Any other possibilites? Would this cause the problems I'm seing with the CD head unit and not the cassette?

Thanks

Keith


----------



## tom @ eas (May 5, 2004)

sktn77a said:


> I thought I would add my recent experience upgrading my 2001 530i Business Cassette to a Business CD. I came across several wrinkles that don't appear to be posted anywhere on the web.
> 
> The head unit. They come in many varieties. Firstly, there was a different harness used starting the 2001 model year. Pre-2001s had the round pin, R17 harness; 2001-2003 had the flat pin, R40 harness (1996 and 1997 models may be completely incompatible due to a possible antenna amplifier difference). There is an adapter cable kit available to use the later flat pin head units with the older round pin harness - it's expensive, though ($139). The 2003 model year head units could play MP3 CDs and could also have an Aux cable installed for MP3 players using a standard 1/8" jack (keeping the CD changer, unlike the DICE, etc, adapters). They could also accept Sirius radio, although there's some debate if all of them could. Finally, if your car was prewired for the BMW telephone, the three signal/ground wires from the BMW aux cable kit must be removed from the plug and inserted into the telephone plug already in the back of the harness. My head unit was a remanufactured 2005 X5 (E53) CD, which is identical to the 5 series (E39). The two models that I know play MP3s and have the AUX functionality are 65-12-6-943-433
> 65-12-6-961-218. All of the available Business CD players are remanufactured units now, no matter where you get them from (BSW, EAS, BMW). I got mine on e-bay from the most prolific seller of these and got a 65-12-6-961-218 (supposedly the latest version).
> ...


No e39 ever had MP3 or WMA capabilities, this was added to the X5 in 2005. However, the 2005+ radio can be installed to your 5-series as long as the PlugPak is used. Since you have Business Cassette (not many 01 e39s did), you still have the round pins within the connector.
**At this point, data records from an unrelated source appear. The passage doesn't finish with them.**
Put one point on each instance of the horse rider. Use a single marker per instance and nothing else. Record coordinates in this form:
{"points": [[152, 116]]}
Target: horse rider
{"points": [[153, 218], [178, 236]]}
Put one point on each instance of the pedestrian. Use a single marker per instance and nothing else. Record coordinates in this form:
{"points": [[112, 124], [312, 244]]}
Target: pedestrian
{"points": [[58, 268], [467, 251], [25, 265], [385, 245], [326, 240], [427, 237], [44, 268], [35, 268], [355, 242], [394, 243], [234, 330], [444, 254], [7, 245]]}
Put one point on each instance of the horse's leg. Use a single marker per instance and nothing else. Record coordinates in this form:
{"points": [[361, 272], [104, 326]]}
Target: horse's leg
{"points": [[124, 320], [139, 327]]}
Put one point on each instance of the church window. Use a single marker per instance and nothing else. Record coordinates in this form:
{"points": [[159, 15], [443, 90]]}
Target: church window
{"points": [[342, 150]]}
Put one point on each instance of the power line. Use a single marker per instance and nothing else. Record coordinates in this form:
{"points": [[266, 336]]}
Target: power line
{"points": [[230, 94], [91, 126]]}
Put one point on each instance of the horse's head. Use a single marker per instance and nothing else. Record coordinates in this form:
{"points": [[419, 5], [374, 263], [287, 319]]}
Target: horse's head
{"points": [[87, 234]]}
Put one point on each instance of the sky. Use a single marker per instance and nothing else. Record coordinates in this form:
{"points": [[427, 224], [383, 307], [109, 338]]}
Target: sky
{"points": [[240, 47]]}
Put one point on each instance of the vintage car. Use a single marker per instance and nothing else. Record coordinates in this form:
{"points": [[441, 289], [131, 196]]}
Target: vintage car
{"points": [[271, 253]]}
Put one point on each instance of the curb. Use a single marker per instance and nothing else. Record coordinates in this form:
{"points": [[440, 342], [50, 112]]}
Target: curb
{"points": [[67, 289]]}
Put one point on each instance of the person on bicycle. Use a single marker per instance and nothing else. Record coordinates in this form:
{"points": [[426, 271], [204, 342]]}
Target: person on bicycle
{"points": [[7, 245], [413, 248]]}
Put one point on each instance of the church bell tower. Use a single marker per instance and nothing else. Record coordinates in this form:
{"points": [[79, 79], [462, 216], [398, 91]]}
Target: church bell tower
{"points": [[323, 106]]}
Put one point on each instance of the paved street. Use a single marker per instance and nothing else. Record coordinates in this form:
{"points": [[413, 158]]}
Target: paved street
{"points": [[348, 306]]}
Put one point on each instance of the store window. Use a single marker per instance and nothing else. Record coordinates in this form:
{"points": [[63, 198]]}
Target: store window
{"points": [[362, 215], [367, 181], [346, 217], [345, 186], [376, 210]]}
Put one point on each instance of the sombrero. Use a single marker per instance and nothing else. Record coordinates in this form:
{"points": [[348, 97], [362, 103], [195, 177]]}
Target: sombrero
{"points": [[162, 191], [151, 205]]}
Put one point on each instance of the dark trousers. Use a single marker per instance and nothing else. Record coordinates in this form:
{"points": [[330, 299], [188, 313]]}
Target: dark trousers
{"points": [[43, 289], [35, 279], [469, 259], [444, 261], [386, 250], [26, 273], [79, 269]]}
Forget part numbers, these get superseded all the time. Where was the radio obtained from?


----------



## sktn77a (Jan 4, 2010)

Thanks Tom: Yes, I understand that the Business CD I have was from an X5. Supposedly should work fine in an E39, as you say.

Actually, the 2001 E39 cars did have the new R40 (flat pin harness) regardless of whether they had the CD or cassette. This makes sense that BMW would use the same harness in their 2001 cars, rather than have some that had round pins (R17) for the cassette and some that had flat pins (R40) for the CD. The switchover was at the beginning of the 2001 model year.

keith


----------



## sktn77a (Jan 4, 2010)

tom @ eas said:


> Forget part numbers, these get superseded all the time. Where was the radio obtained from?


Refurb from ChristyBMW on e-bay. They have excellent feedback and the guy seemed to know what he was talking about. He's going to exchange it no problem.

Keith


----------



## tom @ eas (May 5, 2004)

sktn77a said:


> Thanks Tom: Yes, I understand that the Business CD I have was from an X5. Supposedly should work fine in an E39, as you say.
> 
> Actually, the 2001 E39 cars did have the new R40 (flat pin harness) regardless of whether they had the CD or cassette. This makes sense that BMW would use the same harness in their 2001 cars, rather than have some that had round pins (R17) for the cassette and some that had flat pins (R40) for the CD. The switchover was at the beginning of the 2001 model year.
> 
> keith


Correct, the flat pin design (R40) started in 9/00 (2001 model year). Radios are compatible in the x5, e39 and e38 models.


----------



## dinot71 (Feb 24, 2009)

Does anyone know the correct part number for the Business CD that is compatible with the BMW AUX cable? I know it has to be made after a certain year but if anyone has the part number handy then I would really appreciate it. The radio is going into a 2001 BMW 528.


----------



## sktn77a (Jan 4, 2010)

Any unit with a date of 9/2003 or later will work with the aux cable. There are many part numbers so look for the date. My understanding is that the las t production series of E53 X5 head units (same as the E39 units) in 2005 will also play CDRWs/MP3s. The part numbers for these were: 65-12-6-943-433 and 65-12-6-961-218. I bought a -218 model and can confirm that Aux and CDRW/MP3 works.


----------